When 2013 began, I had a lofty goal: run 1200 miles this year or 100 miles per month.
The first 2 months, I did just fine and managed to get my miles in. I was training for a half marathon, so that made it easier.
Then March hit. I started dating an idiot and somehow lost myself and my goals in that process. My mileage dropped. I didn’t care. I was too ‘happy’. Too wrapped up in this new ‘relationship.’
Then he was gone. And I took out my anger on the treadmill and the pavement. I PR’d my 4th Half Marathon. But I didn’t increase my mileage back to 100 miles a month. I just lived life. I dated other guys. I ran when I wanted and I ran shorter distances. After spending the summer of 2012 training for the Chicago Marathon, it was nice to run however much I felt like running this summer. No schedules. Just me.
I dropped the 8 pounds I gained. I’m back to my Pre-Marathon weight. I’m running 2-3 miles 3-4 days a week. I’m riding my bike. I’m doing my pushups. I’m happy. I’m not tied to that number. It doesn’t haunt me. It’s so arbitrary anyway.
I finally realized: you will NOT lose weight by training for a Full or Half Marathon. The body needs the calories. You will gain weight. It’s ok. But if you run for fitness and fun, your body will find balance and you will lose weight (again!).

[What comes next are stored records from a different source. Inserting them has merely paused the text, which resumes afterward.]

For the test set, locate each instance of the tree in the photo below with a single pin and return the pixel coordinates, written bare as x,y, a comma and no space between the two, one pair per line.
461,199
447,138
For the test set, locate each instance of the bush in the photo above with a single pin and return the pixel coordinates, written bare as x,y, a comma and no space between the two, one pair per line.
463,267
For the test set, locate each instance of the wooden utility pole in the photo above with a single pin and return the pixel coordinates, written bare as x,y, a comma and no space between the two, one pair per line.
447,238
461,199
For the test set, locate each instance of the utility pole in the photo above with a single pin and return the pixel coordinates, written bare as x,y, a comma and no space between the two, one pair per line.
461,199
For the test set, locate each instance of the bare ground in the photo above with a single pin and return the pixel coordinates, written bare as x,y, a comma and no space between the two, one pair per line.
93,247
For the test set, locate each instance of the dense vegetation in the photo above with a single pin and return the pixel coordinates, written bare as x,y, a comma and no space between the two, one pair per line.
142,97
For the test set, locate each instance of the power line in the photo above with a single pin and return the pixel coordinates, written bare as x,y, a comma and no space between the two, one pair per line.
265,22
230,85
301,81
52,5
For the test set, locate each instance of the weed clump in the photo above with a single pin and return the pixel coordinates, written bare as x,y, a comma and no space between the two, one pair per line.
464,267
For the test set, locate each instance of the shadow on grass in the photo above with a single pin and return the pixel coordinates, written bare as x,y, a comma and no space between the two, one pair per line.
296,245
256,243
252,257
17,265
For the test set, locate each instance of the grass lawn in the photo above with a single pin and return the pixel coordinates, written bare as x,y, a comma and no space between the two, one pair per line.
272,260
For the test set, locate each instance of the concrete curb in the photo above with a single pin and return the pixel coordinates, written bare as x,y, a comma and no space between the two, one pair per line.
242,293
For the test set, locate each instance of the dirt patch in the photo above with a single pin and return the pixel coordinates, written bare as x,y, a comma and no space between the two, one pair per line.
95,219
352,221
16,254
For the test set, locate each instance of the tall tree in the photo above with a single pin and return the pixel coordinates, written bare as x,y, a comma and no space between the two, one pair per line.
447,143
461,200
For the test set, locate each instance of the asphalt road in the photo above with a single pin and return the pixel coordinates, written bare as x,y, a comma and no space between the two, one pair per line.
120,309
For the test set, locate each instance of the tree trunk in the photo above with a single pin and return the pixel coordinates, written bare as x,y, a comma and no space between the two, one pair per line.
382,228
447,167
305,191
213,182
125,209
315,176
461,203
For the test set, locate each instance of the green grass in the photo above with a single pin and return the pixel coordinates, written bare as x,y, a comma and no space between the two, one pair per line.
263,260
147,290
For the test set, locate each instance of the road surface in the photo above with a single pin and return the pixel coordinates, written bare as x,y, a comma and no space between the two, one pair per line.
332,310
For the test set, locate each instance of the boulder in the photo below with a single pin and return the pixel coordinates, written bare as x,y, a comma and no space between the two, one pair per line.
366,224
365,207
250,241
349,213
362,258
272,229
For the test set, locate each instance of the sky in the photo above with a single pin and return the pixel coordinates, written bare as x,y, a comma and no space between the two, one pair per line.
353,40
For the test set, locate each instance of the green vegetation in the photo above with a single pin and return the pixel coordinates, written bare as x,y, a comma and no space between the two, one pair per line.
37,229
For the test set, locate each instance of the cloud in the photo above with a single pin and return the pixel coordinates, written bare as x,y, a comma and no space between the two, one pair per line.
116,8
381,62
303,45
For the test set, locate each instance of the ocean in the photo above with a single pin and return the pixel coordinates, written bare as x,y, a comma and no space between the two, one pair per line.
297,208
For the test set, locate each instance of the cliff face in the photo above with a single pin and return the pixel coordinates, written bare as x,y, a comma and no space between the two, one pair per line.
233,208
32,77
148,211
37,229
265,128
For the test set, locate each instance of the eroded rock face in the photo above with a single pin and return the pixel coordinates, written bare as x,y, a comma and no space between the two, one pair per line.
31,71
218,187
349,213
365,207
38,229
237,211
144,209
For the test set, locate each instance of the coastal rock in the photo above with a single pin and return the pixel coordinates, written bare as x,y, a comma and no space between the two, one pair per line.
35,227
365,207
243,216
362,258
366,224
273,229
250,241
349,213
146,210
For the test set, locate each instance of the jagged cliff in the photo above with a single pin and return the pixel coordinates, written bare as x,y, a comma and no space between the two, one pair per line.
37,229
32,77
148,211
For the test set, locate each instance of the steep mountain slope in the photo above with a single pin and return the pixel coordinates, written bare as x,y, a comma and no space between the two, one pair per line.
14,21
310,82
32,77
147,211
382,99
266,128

Today my Daily Mile number sits at 637 miles for the year. It’s September 18th. There are 3.5 months left in 2013. I honestly don’t know where I’ll end the year. Will I hit 900? 1000? 800? To be honest, I don’t care. I just know that the miles I do run are for me. They make me happy. They take away my stress and give me endorphines. And that’s all I can ask for.